At that time, Arch Street between Fourth and 23d Streets was the hub of the sewing industry. There were sewing factories along Vine Street in Center City and Washington Avenue in South Philadelphia, Anthony Orlando said. Most of the work has gone overseas.
Arch Sewing quickly earned a reputation as the place to go to buy sewing machines and spare parts. During the course of the firm's existence, the City of Philadelphia has forced it to move through eminent domain on three separate occasions to make way for Independence Mall, the Convention Center, and a subway station.
The firm still exists as a family-run operation at Seventh and Callowhill Streets, and has grown from supplying the area to supplying a worldwide market with machines that make men's suits and other clothing.
Clients include Brooks Bros., Ermenegildo Zegna, Polo-Ralph Lauren, After Six Tuxedo, and the U.S. Department of Defense and state and federal prisons.
Born and raised in South Philadelphia, Mr. Orlando graduated from South Philadelphia High School. He served in the Army as a medic at the rank of sergeant during World War II.
After his discharge in 1946, Mr. Orlando returned to South Philadelphia. He married Mary DeSpirito, whom he met in a sewing factory. The couple moved to Broomall in 1966. She died in 2000.
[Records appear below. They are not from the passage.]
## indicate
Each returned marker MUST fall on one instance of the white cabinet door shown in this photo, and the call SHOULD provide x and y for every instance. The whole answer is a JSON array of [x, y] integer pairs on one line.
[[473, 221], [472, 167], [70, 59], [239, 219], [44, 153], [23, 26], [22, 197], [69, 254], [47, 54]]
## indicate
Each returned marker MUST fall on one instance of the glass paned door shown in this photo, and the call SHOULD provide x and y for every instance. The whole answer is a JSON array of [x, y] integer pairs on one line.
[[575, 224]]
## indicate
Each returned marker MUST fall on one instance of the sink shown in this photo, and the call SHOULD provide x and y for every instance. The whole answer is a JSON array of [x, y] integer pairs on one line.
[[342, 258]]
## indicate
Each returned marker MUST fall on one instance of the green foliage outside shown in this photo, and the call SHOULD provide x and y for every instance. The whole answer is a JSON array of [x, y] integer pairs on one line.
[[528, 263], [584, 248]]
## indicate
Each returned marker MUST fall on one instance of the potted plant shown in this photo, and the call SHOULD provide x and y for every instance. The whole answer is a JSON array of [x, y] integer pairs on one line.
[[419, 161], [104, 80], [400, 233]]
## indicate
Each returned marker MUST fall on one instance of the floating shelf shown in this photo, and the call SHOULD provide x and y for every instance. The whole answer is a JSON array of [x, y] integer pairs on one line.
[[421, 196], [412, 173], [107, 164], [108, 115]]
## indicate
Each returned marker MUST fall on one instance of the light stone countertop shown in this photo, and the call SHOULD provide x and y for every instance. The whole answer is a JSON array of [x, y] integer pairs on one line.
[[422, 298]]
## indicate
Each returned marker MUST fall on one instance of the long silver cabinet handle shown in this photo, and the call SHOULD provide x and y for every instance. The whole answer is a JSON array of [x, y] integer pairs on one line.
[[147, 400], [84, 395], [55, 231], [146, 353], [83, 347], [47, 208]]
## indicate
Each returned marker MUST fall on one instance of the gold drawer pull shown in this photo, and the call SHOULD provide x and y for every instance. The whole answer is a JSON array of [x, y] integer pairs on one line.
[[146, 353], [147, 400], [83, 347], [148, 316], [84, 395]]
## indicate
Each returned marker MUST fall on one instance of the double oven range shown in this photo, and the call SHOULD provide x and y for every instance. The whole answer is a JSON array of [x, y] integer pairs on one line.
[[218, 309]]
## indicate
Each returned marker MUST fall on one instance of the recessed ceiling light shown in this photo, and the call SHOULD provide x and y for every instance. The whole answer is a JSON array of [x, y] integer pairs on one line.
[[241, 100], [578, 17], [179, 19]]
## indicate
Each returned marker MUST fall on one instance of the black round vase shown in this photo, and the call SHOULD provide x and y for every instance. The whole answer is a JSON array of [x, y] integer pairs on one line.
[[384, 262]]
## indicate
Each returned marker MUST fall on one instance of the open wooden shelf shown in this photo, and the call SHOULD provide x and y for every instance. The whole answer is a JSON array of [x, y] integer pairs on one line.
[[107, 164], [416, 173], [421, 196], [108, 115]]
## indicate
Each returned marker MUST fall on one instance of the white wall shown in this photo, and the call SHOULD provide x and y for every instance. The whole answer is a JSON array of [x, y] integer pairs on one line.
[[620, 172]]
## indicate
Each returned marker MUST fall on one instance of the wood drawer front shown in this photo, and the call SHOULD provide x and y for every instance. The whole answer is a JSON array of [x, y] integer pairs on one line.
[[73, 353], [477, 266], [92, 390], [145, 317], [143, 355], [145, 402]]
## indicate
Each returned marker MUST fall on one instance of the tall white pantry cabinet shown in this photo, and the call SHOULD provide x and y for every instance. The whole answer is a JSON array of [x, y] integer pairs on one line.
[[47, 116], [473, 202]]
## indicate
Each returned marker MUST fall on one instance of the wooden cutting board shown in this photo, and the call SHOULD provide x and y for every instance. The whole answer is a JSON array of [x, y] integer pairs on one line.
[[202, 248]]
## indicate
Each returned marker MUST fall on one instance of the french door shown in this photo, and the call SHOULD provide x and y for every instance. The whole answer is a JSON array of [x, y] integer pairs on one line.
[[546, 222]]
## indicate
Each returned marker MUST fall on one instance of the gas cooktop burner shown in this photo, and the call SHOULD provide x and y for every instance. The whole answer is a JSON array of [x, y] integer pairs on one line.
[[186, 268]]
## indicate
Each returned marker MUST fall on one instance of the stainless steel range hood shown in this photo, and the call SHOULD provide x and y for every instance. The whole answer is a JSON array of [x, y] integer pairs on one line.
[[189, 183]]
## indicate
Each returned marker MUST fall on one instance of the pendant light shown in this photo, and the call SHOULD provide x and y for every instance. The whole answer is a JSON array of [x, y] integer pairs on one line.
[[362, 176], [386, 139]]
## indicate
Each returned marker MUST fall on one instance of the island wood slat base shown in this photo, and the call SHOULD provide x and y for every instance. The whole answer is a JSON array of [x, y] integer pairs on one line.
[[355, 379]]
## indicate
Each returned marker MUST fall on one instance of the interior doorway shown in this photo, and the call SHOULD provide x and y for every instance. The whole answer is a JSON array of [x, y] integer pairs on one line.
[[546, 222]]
At age 92, Mr. Orlando still drove to work every day. He was active in various professional clothing associations for many years.
In private life, he followed the local sports teams. He held season tickets for the Eagles starting in 1976, and was honored for being the longest continuous season holder of 76ers tickets - since 1972.
"We used to sit in the first row at the Sixers games. It was wonderful," his son said.
Surviving, in addition to his son, are sons John J. and Joseph A.; six grandchildren; and eight great-grandchildren.
Viewings will be from 6 to 9 p.m. Thursday, April 25, and 9 to 10:15 a.m. Friday, April 26, at D'Anjolell Memorial Home, 2811 West Chester Pike, Broomall.
A Funeral Mass will be at 11 a.m. Friday, April 26, at St. Anastasia Church, 3301 West Chester Pike, Newtown Square.
Donations may be sent to St. Anastasia School Fund, 3309 West Chester Pike, Newtown Square, Pa. 19073.